Your credit score is a number between 300 and 850.
The higher the number, the better your score. A
score of 720 or better is considered excellent.
There are three companies that provide the majority
of credit scores. And one of them, the Fair-Isaacs
Company, is the industry leader. In fact, it's
acronym (FICO) has come to mean 'credit score' to
many people.
Fair-Isaacs does not divulge exactly how they
calculate credit scores. But they do give an idea of
how it works. Five categories each contribute a
portion to the total score.
Having a long credit history without late payments
counts for 35% of the score. Lenders like loaning
money to people who have a pattern of meeting their
obligations. The best thing you can do for your
credit score is to make timely payments each month
and keep doing that month after month.
Lenders also like borrowers who haven't tapped every
source of money available to them. The ratio of how
much you owe compared to how much you could borrow
is worth 30%.
That's where Tony's question comes in. Is it wise to
ask your credit card company to lower your credit
limits? The answer depends on the situation.

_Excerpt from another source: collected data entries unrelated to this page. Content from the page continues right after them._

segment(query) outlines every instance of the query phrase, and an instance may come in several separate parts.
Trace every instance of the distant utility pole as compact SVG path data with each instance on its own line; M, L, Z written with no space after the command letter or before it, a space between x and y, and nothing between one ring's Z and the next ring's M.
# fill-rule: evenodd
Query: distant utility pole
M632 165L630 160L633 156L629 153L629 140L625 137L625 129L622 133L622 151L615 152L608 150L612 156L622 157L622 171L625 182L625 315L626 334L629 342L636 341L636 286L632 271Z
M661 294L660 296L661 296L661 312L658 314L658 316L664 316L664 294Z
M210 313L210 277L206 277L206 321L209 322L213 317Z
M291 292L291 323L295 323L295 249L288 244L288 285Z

Your score will suffer if you already carry balances
that total 30% or more of the credit available to
you. So if Tony carries a hefty balance, reducing
the available credit will lower his ratio and hurt
his score.
So if he's anywhere near the limit he doesn't want
to change it. If he's not sure of his balance or the
credit limit, both will be on his account statement.
On the other hand, if he carries a small balance,
reducing the credit limit could improve his score.

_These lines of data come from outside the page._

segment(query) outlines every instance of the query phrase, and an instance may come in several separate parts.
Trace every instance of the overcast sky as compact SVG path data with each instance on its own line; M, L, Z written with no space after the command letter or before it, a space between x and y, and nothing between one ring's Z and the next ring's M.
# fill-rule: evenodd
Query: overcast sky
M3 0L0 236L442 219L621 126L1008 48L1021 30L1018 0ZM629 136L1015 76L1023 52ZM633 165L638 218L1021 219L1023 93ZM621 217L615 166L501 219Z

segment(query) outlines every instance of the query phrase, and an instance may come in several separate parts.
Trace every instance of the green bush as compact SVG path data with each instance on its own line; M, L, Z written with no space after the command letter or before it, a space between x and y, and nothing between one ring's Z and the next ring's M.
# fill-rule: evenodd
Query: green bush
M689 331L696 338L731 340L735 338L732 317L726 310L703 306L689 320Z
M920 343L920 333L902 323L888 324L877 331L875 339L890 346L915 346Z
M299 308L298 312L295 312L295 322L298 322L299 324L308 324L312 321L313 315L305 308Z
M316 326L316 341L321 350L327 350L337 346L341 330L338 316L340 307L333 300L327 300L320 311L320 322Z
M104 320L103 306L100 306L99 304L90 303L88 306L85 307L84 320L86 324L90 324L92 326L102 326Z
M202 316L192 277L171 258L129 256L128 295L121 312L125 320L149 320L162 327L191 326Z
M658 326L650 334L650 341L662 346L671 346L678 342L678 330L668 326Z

That's because potential lenders know that he's
limited as to how much he could go out and charge.
He can also lower his credit used vs. credit
available ratio by reducing the amount he owes. One
of the quickest ways to improve your score is to pay
down credit card balances. If you're not sure of
which account to reduce first, start with the
accounts that are closest to their limits.
An additional 15% of your credit score is based on
how long your oldest account has been open and the
average age of all of your accounts. If you're
trying to decide whether to close an account, it
will depend on the account. Keep the oldest ones
open.
Newer accounts can be closed. In fact, reducing the
number of accounts and the amount of available
credit is good as long as you don't dramatically
increase the proportion of available credit that's
already being used.
You can have too many accounts. Try to limit
yourself to five accounts. If you have more, begin
closing the newer, less used accounts.
The amount of new credit you've recently received is
worth 10%. Adding a bunch of new accounts will
reduce your score. They leave the impression that
you're desperate for credit. Especially if you're in
your 20's with a relatively short credit history.
Regularly accepting new cards just because they're
available to you is a good way to reduce your score.
Inquiries about your credit can also affect this
section. Requests for "pre-approved" credit offers
do not count against you. Also, if you make more
than one application in a two-week period it only
counts once. That's useful if you're shopping for a
car loan or mortgage.
Be careful who sends in a query about your credit.
Applying for a new credit card once a month to test
the waters is a bad idea. Occasionally someone will
ask if they can check your credit. Like when you're
negotiating for a car. They'll make it sound
unimportant. But, it's not. Every time someone
checks your credit, your score takes a small hit.
That can add up over time.
Finally, the types of credit in use count for 10%.
Your score will improve if you've successfully paid
off a variety of lenders. Don't borrow just so you
can say that you've paid off a car loan. But, your
credit score will be higher if you take out an auto
loan rather than just add to your homeowners line of
credit.
Tony's smart to be concerned with his credit score.